You can update these directories to be symbolic links to better utilize the disk
volumes you have available.
- Example of running tpcds as root as a background process:
nohup ./tpcds.sh > tpcds.log 2>&1 < tpcds.log &
########################################################################################
TPC-DS Minor Modifications
########################################################################################
1. Change to SQL queries that subtracted or added days were modified slightly:
Old:
and (cast('2000-02-28' as date) + 30 days)
New:
and (cast('2000-02-28' as date) + '30 days'::interval)
This was done on queries: 5, 12, 16, 20, 21, 32, 37, 40, 77, 80, 82, 92, 94, 95, and 98.

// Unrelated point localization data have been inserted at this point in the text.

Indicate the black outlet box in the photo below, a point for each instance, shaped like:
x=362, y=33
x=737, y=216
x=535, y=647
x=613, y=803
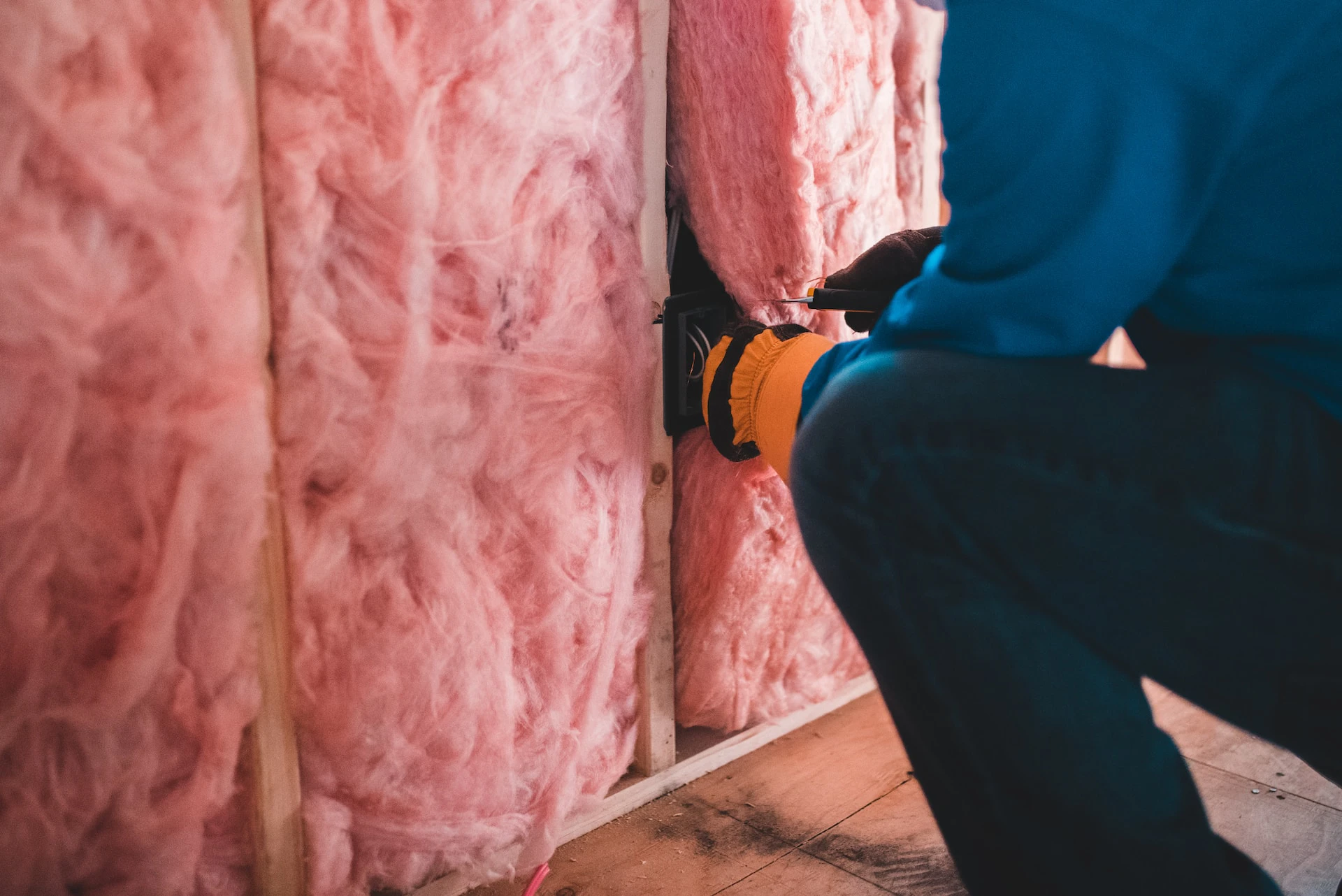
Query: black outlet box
x=691, y=325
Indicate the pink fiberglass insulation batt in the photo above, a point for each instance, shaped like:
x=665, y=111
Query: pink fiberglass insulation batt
x=796, y=143
x=134, y=449
x=463, y=361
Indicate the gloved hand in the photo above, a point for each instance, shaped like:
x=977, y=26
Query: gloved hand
x=886, y=266
x=752, y=389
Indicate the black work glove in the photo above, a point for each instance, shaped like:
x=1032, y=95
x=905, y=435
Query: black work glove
x=886, y=266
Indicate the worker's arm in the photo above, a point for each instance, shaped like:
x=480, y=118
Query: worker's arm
x=1078, y=166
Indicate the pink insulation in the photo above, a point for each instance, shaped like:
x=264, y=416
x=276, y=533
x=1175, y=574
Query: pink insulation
x=463, y=360
x=796, y=141
x=134, y=449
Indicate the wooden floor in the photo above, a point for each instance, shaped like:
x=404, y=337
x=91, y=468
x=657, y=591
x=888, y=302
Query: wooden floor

2. Change to queries with ORDER BY on column alias to use sub-select.
Old:
select
sum(ss_net_profit) as total_sum
,s_state
,s_county
,grouping(s_state)+grouping(s_county) as lochierarchy
,rank() over (
partition by grouping(s_state)+grouping(s_county),
case when grouping(s_county) = 0 then s_state end
order by sum(ss_net_profit) desc) as rank_within_parent
from
store_sales
,date_dim d1
,store
where
d1.d_month_seq between 1212 and 1212+11
and d1.d_date_sk = ss_sold_date_sk
and s_store_sk = ss_store_sk
and s_state in
( select s_state
from (select s_state as s_state,
rank() over ( partition by s_state order by sum(ss_net_profit) desc) as ranking
from store_sales, store, date_dim
where d_month_seq between 1212 and 1212+11
and d_date_sk = ss_sold_date_sk
and s_store_sk = ss_store_sk
group by s_state
) tmp1
where ranking <= 5
)
group by rollup(s_state,s_county)
order by
lochierarchy desc
,case when lochierarchy = 0 then s_state end
,rank_within_parent
limit 100;
New:
select * from ( --new
select
sum(ss_net_profit) as total_sum
,s_state
,s_county
,grouping(s_state)+grouping(s_county) as lochierarchy
,rank() over (
partition by grouping(s_state)+grouping(s_county),
case when grouping(s_county) = 0 then s_state end
order by sum(ss_net_profit) desc) as rank_within_parent
from
store_sales
,date_dim d1
,store
where
d1.d_month_seq between 1212 and 1212+11
and d1.d_date_sk = ss_sold_date_sk
and s_store_sk = ss_store_sk
and s_state in
( select s_state
from (select s_state as s_state,
rank() over ( partition by s_state order by sum(ss_net_profit) desc) as ranking
from store_sales, store, date_dim
where d_month_seq between 1212 and 1212+11
and d_date_sk = ss_sold_date_sk
and s_store_sk = ss_store_sk
group by s_state
) tmp1
where ranking <= 5
)
group by rollup(s_state,s_county)
) AS sub --new
order by
lochierarchy desc
,case when lochierarchy = 0 then s_state end
,rank_within_parent
limit 100;
This was done on queries: 36 and 70.
3. Query templates were modified to exclude columns not found in the query. In these cases, the common
table expression used aliased columns but the dynamic filters included both the alias name as well as the
original name. Referencing the original column name instead of the alias causes the query parser to not
find the column.
This was done on query 86.
4. Added table aliases.
This was done on queries: 2, 14, and 23.
5. Added "limit 100" to very large result set queries. For the larger tests (e.g. 15TB), a few of the
TPC-DS queries can output a very large number of rows which are just discarded.
This was done on queries: 64, 34, and 71.